The things i have seen, have been crazy. I can't bein to explain the conditions in which these people live. I went to a villiage and visited some people their and they really od live off nothing. yet they arn't very smart. This is due to the pol pot regiem wich killed off all the educaterd in cambodia. the people have been left to rebuild their country, therfore everything out here is rather random and doesn't make much sence. or maybe im just thinking to american. The people on our trip are amazed by the joy of the people, which is funny to me because thats not what i see. When i look at the people, i can see a desperation. They all seem to be floatign through life with no purpose, no goals. I was talkign to some local studetns and i asked them what they did..and they said "nothing" they litterly do nothing all day, and that is what everyone out here does. When we drive around everyone is justr kind of hangin out on the streets. I wonder what would happen if we could give the children more than candy, or more than a smile, what would happen if we could give them the power to dream. Give them the power to stand up and make a difference in their world. Im sorry that im not happy with giving them money and candy, but thats because I want to give them more!! I don't know if i can take it any more. I don't know if you know what it is like to hold a kid in your arms, and watch them smile at you, with a mouth full of rotting teeth. This wasn't even the worst. We visited rubish mountain..its a dump, a litteral place where they dump the trash. And we visited teh village that was in the middle. I saw kids, mothers, fathers, and grandparents, living, eating, and playing in trash. They where so dirty and smelled so bad, they almost wherent even people. They where almost like another form of animal.....how does this happen, i hope our peices of candy hellped them a lot, becasue i know it made our group feel like the changed their whole world. I can't help but to sit in my hotel, and sit in silence, and wonder what has gone wrong with todays christians, how can we all be so blind.

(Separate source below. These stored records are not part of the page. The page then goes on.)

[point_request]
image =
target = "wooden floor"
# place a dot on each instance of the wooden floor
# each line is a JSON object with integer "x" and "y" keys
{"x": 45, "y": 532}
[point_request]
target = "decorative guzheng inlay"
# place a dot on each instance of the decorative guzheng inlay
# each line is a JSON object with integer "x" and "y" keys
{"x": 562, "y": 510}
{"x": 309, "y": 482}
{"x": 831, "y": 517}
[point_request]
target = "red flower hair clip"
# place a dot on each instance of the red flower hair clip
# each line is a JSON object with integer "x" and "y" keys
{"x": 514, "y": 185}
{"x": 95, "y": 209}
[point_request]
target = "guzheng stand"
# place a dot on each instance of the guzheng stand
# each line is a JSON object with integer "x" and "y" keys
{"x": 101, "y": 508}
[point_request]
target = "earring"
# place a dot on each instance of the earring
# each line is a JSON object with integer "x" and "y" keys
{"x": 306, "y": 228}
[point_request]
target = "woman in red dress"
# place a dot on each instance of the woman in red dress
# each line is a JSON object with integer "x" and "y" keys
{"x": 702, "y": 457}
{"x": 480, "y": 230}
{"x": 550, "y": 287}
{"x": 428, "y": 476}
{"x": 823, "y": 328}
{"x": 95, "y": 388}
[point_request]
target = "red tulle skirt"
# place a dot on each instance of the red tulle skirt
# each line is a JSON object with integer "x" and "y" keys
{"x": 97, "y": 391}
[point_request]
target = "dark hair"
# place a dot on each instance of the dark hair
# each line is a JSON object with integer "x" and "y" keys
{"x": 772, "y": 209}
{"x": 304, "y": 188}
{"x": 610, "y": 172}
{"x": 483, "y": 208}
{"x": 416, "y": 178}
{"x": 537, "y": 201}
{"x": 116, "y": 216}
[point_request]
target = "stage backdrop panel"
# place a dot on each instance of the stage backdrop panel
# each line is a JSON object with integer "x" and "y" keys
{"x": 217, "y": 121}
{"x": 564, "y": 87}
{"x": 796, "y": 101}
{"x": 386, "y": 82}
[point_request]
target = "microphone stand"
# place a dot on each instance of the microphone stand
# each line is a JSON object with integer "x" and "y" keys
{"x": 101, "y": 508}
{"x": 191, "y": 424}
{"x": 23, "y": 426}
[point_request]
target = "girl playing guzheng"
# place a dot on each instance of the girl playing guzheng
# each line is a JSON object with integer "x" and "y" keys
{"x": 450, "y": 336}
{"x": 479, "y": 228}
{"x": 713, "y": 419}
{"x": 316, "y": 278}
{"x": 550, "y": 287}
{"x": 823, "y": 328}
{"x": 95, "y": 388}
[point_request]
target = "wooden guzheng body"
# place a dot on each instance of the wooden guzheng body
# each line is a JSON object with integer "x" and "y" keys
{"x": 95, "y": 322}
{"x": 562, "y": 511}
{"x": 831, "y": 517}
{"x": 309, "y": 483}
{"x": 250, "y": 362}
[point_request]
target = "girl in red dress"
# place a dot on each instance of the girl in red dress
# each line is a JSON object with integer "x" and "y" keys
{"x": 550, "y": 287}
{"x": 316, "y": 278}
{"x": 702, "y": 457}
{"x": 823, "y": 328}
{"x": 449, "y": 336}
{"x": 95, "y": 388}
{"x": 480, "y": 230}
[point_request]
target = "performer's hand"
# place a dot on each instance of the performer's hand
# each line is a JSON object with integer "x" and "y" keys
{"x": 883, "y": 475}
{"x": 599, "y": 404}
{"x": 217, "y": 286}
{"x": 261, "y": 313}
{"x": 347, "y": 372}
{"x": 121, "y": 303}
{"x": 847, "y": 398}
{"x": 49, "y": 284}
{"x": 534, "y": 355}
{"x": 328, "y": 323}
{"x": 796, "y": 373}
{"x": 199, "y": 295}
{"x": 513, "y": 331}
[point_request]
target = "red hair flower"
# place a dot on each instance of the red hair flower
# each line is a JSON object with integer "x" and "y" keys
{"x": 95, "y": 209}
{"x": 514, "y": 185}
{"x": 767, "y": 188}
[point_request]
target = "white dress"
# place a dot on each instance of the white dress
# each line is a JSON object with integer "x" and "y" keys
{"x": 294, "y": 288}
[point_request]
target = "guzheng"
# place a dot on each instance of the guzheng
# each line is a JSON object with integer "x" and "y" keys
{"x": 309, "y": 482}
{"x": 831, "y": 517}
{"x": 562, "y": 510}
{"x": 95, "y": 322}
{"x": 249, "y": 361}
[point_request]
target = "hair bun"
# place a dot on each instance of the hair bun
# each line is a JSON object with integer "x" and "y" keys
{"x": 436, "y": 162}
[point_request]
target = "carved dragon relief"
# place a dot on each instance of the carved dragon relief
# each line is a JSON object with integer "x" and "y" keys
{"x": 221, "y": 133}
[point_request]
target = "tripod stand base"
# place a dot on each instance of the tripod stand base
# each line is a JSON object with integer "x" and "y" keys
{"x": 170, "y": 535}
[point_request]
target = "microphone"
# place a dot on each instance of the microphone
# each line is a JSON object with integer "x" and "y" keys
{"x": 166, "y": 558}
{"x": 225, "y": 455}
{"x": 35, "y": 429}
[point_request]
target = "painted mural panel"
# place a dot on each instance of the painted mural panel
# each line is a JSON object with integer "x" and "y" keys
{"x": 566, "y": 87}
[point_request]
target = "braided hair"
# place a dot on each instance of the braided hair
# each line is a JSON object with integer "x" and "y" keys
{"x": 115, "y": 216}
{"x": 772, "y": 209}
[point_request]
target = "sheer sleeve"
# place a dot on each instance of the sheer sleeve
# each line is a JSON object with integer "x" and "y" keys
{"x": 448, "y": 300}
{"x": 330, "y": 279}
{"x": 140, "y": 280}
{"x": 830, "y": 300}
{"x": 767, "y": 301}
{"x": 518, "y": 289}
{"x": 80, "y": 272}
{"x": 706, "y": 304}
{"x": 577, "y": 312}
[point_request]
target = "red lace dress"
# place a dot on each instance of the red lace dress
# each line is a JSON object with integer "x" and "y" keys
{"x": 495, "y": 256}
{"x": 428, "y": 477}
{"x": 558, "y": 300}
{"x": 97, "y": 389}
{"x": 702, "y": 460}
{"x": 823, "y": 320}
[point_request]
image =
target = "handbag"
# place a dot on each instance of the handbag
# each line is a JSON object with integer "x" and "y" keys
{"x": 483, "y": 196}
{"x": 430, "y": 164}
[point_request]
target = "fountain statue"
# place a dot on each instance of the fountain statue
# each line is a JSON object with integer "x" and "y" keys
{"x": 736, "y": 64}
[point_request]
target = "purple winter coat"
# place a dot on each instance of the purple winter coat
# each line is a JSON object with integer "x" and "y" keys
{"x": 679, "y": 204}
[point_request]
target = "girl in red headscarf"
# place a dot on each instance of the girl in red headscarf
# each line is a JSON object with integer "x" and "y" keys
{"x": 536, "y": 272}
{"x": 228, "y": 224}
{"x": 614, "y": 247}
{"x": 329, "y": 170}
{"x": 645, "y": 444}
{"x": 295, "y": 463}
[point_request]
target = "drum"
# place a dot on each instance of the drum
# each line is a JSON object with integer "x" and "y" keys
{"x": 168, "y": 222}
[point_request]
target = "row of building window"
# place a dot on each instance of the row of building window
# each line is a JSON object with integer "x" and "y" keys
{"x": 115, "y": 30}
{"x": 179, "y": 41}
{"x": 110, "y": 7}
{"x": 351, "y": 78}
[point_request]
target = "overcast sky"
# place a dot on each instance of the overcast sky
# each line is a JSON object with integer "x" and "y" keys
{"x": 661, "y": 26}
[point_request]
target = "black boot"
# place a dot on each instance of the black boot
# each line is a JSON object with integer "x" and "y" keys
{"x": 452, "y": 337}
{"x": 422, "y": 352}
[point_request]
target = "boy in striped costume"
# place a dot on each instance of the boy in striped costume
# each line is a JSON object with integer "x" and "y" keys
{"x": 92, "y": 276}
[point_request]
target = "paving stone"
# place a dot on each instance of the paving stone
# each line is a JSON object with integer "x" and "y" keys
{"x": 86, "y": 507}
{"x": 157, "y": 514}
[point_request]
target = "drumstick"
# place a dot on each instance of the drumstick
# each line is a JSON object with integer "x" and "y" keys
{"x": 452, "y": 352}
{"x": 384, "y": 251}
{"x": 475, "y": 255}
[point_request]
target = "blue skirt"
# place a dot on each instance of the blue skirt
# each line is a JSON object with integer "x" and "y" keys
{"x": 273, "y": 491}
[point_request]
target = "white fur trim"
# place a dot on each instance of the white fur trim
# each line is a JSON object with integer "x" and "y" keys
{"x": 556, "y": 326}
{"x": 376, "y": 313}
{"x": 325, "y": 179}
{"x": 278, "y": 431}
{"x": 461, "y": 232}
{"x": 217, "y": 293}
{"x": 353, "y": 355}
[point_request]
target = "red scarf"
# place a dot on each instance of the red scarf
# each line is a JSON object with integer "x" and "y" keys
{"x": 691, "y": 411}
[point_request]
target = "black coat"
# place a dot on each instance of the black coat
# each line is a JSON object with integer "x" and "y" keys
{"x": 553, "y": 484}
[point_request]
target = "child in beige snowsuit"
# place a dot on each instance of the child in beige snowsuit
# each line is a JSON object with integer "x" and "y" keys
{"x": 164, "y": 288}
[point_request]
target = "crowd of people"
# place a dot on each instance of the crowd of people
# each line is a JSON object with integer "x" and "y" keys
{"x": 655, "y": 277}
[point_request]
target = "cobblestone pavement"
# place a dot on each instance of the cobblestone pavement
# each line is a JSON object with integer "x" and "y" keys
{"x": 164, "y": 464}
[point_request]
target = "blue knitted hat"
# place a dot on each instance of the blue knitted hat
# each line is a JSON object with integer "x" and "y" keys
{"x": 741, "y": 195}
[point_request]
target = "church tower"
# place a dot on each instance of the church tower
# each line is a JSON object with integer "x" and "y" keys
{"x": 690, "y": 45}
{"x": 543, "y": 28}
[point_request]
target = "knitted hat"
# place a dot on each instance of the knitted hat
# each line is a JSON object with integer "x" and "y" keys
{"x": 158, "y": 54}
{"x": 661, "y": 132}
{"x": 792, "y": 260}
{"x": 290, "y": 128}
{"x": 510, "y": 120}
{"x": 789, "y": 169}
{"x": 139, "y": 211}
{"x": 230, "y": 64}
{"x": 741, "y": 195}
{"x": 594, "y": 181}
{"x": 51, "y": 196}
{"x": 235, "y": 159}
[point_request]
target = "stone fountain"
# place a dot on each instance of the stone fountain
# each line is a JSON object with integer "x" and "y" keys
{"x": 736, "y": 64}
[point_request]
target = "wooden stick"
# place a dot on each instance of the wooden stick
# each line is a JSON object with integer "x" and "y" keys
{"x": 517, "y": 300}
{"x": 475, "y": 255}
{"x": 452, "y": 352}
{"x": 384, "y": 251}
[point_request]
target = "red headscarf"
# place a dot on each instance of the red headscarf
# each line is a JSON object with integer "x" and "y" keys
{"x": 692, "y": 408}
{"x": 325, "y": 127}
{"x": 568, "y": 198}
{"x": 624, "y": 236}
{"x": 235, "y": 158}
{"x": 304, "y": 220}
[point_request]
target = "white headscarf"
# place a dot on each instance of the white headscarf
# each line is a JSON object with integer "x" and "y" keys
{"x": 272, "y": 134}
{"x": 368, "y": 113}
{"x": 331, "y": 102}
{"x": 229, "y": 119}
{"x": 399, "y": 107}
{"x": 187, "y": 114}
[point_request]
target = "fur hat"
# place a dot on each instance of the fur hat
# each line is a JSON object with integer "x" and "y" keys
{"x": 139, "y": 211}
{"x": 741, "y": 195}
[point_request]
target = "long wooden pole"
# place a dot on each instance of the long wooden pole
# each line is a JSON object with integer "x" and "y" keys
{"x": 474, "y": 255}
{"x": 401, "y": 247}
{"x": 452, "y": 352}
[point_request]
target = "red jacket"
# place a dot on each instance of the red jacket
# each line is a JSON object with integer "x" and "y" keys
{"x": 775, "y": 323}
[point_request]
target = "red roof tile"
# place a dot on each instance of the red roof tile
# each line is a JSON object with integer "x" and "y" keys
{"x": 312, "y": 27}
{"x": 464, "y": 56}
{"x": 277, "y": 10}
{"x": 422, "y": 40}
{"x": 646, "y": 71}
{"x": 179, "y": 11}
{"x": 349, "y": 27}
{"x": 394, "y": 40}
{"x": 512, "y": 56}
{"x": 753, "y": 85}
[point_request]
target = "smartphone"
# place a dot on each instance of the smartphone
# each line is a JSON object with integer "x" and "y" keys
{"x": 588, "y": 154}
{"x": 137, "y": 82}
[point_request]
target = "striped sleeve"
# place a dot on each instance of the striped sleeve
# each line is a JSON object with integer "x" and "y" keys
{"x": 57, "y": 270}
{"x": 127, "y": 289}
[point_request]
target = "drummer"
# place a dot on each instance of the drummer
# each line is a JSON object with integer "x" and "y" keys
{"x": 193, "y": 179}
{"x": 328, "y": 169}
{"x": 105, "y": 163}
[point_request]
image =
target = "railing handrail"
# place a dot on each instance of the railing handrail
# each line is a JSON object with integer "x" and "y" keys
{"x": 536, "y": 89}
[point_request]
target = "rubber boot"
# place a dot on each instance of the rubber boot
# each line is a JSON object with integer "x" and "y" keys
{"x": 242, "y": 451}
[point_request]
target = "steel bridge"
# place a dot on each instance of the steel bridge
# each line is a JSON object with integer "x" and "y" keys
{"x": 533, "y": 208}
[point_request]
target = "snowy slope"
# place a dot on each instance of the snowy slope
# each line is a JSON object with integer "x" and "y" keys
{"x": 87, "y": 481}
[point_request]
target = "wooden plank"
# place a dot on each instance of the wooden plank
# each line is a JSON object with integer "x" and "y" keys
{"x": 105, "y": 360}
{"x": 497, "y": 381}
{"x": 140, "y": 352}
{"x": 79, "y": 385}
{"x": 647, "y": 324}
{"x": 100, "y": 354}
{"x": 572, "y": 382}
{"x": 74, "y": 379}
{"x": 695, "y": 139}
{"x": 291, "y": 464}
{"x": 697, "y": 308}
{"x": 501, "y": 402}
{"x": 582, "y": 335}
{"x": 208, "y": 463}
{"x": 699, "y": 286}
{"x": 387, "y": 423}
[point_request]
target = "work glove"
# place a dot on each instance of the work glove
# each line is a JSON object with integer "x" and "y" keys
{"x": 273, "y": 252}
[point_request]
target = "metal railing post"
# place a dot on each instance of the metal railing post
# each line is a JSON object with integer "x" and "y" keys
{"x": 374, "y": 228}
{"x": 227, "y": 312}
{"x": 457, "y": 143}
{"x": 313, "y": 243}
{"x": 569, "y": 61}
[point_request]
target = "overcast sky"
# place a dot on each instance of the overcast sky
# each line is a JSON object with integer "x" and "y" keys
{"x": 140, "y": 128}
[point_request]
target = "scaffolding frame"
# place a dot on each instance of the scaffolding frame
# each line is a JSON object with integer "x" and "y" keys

How can we look at a world in such hurt and think we can help by bringing asmile...im sorry but we need to do better than that...

We have been talking to the assistant professor of the trip, in hopes that it will change, so hopefully in the next couple of days i will learn why all this is happenign, and be able to share the story of cambodia with all of you.

thanks for reading,

Willis

Tuesday, January 02, 2007

fithly rich, in a filthy place

I only have 10 min so this has to be quick...I can't explain cambodia to you with words, you will have to see the pictures..basically their is trash everywhere, and people everywhere. Here i am like a king, and i am the rich. everywhere i go i am eatign and staying at the fancy places, and im hating every minuite of it. the people here think that they are nothing compared to us, they hide there faces, and are ashamed. The smell here is the most foul thing ever. you can smell trash, sewer, drying meat, and incense.
The streets are chaos, and dangerouse. I have never been htis afraid of simply walking or being in an area. Everythign is dirty and extreamly unsanitary. I hate bein here and definatly want to come home, but you never learn any lessons if you don't stiuck with it....this place sucks, thats all i can say. I saw a kid sleeping on the edge of the side walk, sprawled out a dirty, with an extreamly week breath, i probably witnessed a kid dying.

I can't explain this place at all, its a hell hole!!

If eaten lots of crazy things, like chickens feet, and deep fried mountin spider(looks just like a teranchula) Its an adventure, but im not realy enjoying it, it sucks here..it sucks...it sucks...it sucks!! I hate drivign around in a huge bus with a ton of white chicks. nothign says where rich and your not like that. Everywhere we go where treated liek royalty..i hate it....i wish i could have done this trip with like three peopole. instead it justr looks like we are flaunting our money with our huge group of extreamly nicely dressed studetns. man this sucks....i hate making them feel worthless...i hate whats gogin on here, and i hate how these people have to live. We are so privlaged!!!!!!!!!!!!